Service Coordination–Staff members help individuals and their teams to develop a plan that allows the individuals to live according to their needs and wishes. MCBDD staffers serve as the main point of contact and coordination between the person receiving services and the entities providing services and supports.

Early Intervention: Staff works with parents of infants and toddlers with disabilities to enhance children’s learning through a collaborative, home- and community-based system.

Preschool: Fairhaven School serves nearly 200 students ages 3 to 5 years old.

Transition: MCBDD collaborates with local school districts and the Educational Service Center to help individuals with disabilities who are ages 14-22 with the transition out of school. Services include career exploration, job training, and more.

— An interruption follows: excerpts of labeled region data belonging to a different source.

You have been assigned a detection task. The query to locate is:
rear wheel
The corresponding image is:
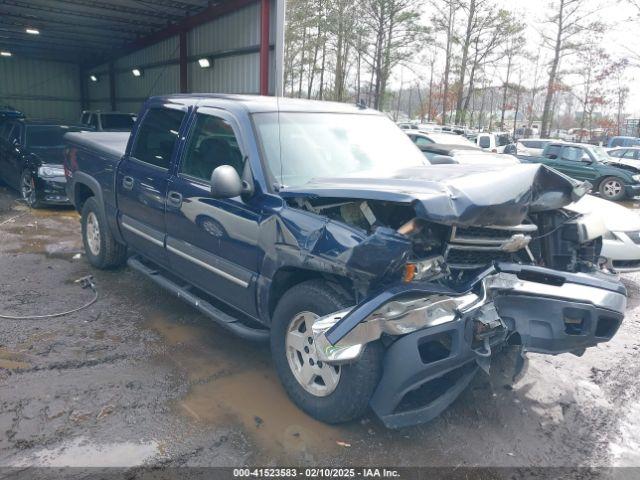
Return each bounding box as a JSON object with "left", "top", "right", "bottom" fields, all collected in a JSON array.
[
  {"left": 20, "top": 170, "right": 42, "bottom": 208},
  {"left": 271, "top": 280, "right": 384, "bottom": 423},
  {"left": 598, "top": 177, "right": 625, "bottom": 201},
  {"left": 82, "top": 197, "right": 127, "bottom": 269}
]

“You really need skills to be successful with that transition,” Thompson said. “Our staff does a fantastic job working with that age group.”

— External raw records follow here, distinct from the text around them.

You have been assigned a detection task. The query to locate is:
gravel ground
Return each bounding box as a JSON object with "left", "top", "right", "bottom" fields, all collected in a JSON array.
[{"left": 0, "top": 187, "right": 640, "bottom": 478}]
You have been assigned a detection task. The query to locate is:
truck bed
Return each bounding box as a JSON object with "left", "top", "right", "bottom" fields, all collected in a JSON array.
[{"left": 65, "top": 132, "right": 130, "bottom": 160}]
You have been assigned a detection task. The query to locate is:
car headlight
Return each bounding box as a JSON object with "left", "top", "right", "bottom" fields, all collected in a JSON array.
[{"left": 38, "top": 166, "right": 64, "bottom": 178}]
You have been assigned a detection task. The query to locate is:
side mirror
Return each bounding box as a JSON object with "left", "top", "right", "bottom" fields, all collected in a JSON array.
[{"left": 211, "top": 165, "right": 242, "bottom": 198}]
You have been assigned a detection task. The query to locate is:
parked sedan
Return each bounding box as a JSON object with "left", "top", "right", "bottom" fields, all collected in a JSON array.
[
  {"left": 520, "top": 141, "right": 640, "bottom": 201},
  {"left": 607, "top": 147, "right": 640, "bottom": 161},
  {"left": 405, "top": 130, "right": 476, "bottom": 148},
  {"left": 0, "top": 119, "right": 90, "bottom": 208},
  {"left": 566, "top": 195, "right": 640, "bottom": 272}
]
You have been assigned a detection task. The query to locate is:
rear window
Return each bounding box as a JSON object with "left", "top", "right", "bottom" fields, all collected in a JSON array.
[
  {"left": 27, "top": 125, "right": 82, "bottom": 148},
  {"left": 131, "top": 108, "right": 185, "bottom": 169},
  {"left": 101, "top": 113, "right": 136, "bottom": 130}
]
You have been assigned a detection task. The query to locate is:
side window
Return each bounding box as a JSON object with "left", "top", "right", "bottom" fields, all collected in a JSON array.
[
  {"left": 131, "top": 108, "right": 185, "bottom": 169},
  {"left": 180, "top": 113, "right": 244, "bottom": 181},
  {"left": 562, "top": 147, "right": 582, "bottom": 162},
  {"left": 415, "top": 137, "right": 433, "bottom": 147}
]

Community Employment: MCBDD helps individuals with disabilities to find meaningful, fulfilling employment that meets their needs and desires.

“So many of our folks are working, paying taxes, and giving back to our community,” Thompson said. “It is such a valuable thing to the individuals we serve, to be out in the community and standing side by side with you and I as we do our jobs.”

Health Service Coordination: Staff members help individuals with information about medication, medical providers, and possible interventions for existing conditions, as well as health education and training for individuals, parents and staff.

Advocacy: MCBDD sponsors the Tiger Advocacy Group, a group of adults with a wide range of abilities who meet monthly to empower and support one another.

“They are doing amazing things,” Thompson said of the group.

Transportation: This service is open to individuals with disabilities, local agencies, and all Madison County residents. MCBDD’s vehicles transport passengers to and from many different locations depending on their needs. Most of the vehicles are wheelchair accessible. Drivers are First Aid and CPR certified.

Special Olympics/Recreation: The Madison County Tigers participate in a variety of sports. Recreation services also include activities like day and weekend trips, movies, crafts, festivals and museums.

Residential Support: Staff works directly with individuals to make sure they have what they need to live in the community in a way that promotes their health and welfare.

Adult Day Programming: Services include help with daily living skills and activities, personal care, vocational support, and community-based employment support.

Non-Medical Transportation: This service provides transportation to day services, employment services, or places of employment.

Thompson said MCBDD has enjoyed ongoing support from the community for this wide range of services.

“We truly appreciate every voter in Madison County. We could not do what we do and take care of the people we serve if the community wasn’t so supportive of us,” she said.
Thompson praised the MCBDD staff for doing good work.

“My firm belief is that we pass a levy every day by the quality of services we provide. If you take care of people and provide good service, the taxpayers will support you,” she said.